"Global Times": Der Konflikt China-USA ist kein Konflikt zwischen China und dem Westen
von Dagmar Henn
Wer die Entwicklung der außenpolitischen Strategie eines Landes beobachtet, greift dabei in der Regel nicht nur auf die offiziellen Erklärungen aus den zuständigen Ministerien zurück; diese geben nur wieder, was bereits etablierte Linie ist. So muss, wer wissen will, in welche Richtung sich die deutsche Außenpolitik bewegt, auch die Publikationen verschiedener Stiftungen wie des BND-Ablegers SWP beobachten. Gleichzeitig gibt es in jedem Land Kanäle, die genutzt werden, um einen strategischen Richtungswechsel anzudeuten. Dabei handelt es sich meist um bestimmte Presseorgane, und das Mittel der Wahl sind oft Kommentare.
Die englischsprachige chinesische Global Times ist da ein sehr interessantes Portal, weil sie als fremdsprachiger "Ableger" der Volkszeitung, also der Tageszeitung der Kommunistischen Partei Chinas, eine klassische Plattform bietet, um halboffizielle Mitteilungen zu verbreiten. In den letzten Tagen erschienen dort zwei nicht namentlich gekennzeichnete Kommentare, die einen Kurswechsel in der politischen Strategie im Umgang mit dem Westen andeuten.

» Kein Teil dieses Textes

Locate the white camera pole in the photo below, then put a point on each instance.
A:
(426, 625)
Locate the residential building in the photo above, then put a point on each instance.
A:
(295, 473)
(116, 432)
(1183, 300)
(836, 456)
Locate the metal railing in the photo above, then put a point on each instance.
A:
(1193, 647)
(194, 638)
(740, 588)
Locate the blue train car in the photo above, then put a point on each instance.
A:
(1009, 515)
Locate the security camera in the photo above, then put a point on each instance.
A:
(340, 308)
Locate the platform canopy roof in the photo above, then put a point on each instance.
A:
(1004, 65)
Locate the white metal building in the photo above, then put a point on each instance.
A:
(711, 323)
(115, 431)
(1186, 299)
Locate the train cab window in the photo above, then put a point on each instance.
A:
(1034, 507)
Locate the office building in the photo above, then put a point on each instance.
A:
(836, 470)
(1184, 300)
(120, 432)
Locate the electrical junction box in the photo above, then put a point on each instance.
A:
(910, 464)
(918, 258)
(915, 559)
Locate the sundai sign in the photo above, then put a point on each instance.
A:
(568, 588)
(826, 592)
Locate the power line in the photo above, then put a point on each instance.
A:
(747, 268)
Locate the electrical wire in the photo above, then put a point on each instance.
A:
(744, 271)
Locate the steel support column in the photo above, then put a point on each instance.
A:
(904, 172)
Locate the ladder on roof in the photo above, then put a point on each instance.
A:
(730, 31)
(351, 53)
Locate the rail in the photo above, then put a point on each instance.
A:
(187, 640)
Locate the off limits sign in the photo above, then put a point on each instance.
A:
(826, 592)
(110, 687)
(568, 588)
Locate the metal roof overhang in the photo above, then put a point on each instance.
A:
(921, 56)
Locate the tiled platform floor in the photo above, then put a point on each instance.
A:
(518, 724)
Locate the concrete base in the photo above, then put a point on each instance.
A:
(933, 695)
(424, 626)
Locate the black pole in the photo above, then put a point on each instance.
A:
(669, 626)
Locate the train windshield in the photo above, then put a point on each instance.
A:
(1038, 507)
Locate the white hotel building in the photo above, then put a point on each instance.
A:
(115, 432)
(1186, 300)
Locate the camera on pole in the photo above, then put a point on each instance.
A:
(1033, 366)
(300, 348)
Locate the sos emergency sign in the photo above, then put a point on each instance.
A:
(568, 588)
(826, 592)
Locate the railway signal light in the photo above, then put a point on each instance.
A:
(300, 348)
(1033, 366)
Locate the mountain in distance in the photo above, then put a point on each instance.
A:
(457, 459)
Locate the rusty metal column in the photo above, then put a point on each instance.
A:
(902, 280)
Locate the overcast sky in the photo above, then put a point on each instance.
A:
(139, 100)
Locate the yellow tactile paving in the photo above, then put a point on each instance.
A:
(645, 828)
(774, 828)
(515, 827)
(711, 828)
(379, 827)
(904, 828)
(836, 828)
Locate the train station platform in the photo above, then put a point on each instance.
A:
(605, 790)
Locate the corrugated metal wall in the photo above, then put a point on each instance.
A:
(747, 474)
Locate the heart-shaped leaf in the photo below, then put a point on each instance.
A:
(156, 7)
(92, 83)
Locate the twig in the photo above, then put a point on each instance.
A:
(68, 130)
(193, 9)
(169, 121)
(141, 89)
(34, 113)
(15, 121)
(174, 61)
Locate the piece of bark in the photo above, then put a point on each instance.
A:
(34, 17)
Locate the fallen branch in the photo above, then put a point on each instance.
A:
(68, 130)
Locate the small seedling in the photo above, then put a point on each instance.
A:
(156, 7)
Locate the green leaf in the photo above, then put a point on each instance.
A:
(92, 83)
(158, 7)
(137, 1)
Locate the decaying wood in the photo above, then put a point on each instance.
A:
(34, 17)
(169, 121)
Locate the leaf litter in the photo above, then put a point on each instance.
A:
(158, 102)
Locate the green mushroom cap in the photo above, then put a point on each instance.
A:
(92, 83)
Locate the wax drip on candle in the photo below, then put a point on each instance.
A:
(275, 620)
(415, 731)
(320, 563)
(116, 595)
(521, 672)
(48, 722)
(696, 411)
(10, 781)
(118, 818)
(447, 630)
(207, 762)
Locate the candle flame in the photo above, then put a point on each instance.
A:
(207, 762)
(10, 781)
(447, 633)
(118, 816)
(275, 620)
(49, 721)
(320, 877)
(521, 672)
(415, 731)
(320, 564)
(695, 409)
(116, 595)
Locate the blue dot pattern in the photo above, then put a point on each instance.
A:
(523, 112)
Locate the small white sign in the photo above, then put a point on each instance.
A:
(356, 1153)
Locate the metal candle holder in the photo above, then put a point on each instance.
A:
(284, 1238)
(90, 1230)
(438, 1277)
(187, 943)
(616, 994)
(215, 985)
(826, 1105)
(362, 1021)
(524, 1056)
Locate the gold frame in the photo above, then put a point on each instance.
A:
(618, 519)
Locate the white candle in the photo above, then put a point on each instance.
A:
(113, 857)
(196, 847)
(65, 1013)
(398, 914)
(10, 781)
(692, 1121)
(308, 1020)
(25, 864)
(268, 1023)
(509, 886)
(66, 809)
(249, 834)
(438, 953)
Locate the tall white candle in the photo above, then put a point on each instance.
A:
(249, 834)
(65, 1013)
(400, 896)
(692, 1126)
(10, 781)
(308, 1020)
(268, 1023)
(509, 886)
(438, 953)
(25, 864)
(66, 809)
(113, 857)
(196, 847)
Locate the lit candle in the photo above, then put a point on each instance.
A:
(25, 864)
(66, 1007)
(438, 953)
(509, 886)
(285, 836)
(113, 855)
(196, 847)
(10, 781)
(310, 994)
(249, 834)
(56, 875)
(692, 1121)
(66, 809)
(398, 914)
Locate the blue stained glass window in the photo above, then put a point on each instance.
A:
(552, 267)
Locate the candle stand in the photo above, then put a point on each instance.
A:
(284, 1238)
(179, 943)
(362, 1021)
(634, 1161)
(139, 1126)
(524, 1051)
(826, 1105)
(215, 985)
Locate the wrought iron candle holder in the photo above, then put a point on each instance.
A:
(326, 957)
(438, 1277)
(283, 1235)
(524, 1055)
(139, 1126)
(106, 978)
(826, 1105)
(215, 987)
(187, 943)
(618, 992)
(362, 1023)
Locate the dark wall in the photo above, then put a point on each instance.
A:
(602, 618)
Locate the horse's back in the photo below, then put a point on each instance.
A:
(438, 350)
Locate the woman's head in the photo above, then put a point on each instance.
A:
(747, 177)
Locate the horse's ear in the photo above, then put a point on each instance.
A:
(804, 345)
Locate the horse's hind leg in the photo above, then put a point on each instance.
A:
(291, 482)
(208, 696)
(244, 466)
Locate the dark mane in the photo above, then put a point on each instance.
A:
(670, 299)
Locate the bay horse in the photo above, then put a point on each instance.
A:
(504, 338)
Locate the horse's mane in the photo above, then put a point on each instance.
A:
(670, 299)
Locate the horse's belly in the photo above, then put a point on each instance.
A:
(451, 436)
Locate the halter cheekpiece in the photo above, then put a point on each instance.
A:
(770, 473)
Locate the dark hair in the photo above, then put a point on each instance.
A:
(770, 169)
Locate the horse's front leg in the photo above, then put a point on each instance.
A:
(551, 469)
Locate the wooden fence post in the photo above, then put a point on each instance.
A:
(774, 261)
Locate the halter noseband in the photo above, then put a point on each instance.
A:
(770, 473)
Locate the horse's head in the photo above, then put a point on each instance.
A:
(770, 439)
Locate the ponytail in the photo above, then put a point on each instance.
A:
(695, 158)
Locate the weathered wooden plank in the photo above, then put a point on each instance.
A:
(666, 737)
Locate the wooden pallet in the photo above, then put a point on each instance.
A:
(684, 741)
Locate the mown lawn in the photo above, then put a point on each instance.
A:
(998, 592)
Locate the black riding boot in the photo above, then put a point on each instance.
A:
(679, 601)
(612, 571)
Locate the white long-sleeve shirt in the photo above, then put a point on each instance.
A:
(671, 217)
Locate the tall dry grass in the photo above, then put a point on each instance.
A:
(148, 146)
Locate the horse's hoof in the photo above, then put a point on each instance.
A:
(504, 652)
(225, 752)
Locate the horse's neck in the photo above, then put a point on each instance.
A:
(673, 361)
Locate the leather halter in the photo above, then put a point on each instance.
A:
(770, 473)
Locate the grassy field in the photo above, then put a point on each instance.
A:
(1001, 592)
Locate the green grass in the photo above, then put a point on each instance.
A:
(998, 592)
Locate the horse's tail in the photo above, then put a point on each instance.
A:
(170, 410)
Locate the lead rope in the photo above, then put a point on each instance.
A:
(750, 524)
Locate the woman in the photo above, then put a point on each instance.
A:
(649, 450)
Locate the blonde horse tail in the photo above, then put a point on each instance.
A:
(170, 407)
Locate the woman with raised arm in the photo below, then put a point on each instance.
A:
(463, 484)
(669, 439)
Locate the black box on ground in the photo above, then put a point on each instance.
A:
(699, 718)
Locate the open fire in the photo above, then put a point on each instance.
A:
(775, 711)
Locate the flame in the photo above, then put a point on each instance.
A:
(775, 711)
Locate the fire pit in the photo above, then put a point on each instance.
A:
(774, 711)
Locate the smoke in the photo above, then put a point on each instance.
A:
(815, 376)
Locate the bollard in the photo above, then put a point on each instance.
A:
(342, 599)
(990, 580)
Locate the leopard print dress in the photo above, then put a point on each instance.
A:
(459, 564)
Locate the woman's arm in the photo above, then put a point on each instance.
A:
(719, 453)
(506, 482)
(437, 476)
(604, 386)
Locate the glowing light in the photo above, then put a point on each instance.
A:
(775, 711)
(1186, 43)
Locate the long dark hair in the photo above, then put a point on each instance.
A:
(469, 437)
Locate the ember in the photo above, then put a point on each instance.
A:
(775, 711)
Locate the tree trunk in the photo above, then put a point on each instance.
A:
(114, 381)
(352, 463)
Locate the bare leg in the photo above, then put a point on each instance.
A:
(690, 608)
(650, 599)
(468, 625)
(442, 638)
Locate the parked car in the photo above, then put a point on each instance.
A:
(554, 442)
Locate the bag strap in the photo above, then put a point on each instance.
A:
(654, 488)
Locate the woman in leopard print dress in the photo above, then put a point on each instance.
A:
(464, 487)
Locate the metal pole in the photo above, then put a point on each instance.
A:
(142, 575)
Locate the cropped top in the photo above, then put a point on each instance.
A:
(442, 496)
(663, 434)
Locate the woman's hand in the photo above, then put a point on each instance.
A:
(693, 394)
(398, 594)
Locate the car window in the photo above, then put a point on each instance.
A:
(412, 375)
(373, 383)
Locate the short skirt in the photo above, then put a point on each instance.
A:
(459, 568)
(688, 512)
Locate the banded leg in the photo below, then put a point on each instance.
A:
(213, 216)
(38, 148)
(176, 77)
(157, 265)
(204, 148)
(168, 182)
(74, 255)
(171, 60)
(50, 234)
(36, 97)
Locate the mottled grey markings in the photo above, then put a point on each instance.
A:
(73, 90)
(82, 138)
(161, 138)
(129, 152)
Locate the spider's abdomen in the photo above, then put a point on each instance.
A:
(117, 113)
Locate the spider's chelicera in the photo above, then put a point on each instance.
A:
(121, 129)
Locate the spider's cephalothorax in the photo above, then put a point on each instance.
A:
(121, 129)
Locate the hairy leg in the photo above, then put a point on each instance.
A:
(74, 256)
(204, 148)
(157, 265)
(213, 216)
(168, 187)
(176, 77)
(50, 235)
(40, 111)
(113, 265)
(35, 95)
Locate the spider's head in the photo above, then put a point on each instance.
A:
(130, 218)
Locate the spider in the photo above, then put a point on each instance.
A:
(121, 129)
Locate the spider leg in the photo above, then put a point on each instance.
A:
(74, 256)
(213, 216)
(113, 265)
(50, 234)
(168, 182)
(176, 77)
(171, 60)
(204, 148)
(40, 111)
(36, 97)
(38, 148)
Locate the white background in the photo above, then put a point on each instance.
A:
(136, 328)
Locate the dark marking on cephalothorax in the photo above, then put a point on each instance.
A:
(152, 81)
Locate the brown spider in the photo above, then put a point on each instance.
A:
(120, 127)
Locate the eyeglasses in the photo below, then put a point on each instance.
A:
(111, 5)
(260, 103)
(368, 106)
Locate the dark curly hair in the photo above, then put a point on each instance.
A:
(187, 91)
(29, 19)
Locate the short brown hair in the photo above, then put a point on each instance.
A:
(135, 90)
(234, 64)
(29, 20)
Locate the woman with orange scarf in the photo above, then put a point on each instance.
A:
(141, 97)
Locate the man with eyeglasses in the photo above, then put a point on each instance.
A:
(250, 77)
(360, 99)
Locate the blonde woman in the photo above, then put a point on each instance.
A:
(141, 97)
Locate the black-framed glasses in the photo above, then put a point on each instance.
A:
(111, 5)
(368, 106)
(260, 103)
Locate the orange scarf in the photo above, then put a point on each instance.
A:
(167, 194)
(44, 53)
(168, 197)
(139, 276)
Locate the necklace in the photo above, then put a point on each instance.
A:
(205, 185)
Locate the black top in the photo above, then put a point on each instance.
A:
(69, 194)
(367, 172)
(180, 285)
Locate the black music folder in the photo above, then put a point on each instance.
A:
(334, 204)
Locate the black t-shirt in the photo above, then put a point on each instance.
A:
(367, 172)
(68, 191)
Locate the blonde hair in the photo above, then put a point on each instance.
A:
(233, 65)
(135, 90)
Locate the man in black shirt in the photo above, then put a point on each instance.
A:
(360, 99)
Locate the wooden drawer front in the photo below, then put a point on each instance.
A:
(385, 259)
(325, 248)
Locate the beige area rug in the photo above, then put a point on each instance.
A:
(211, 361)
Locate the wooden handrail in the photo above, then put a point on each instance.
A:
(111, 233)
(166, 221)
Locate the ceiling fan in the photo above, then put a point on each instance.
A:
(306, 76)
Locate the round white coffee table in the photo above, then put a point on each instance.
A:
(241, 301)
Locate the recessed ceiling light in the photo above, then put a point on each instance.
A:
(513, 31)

Die außenpolitische Kommunikation Chinas war lange Jahre äußerst zurückhaltend. Als 2014 der Putsch in der Ukraine in den Bürgerkrieg führte, wurde das chinesische Missfallen an dieser Entwicklung durch einen Artikel bekundet, in dem ein Professor einer Militäruniversität seine Sorge kundtat, dies könne in einen großen Krieg führen. Die immer enger werdende Zusammenarbeit zwischen China und Russland wurde 2015 durch je eine chinesische wie eine russische Militärdelegation bei den jeweiligen Paraden zum 75. Jahrestag des Sieges im Zweiten Weltkrieg gezeigt; ein Zeichen, das in der lauten Atmosphäre des Westens nur von wenigen beachtet wurde.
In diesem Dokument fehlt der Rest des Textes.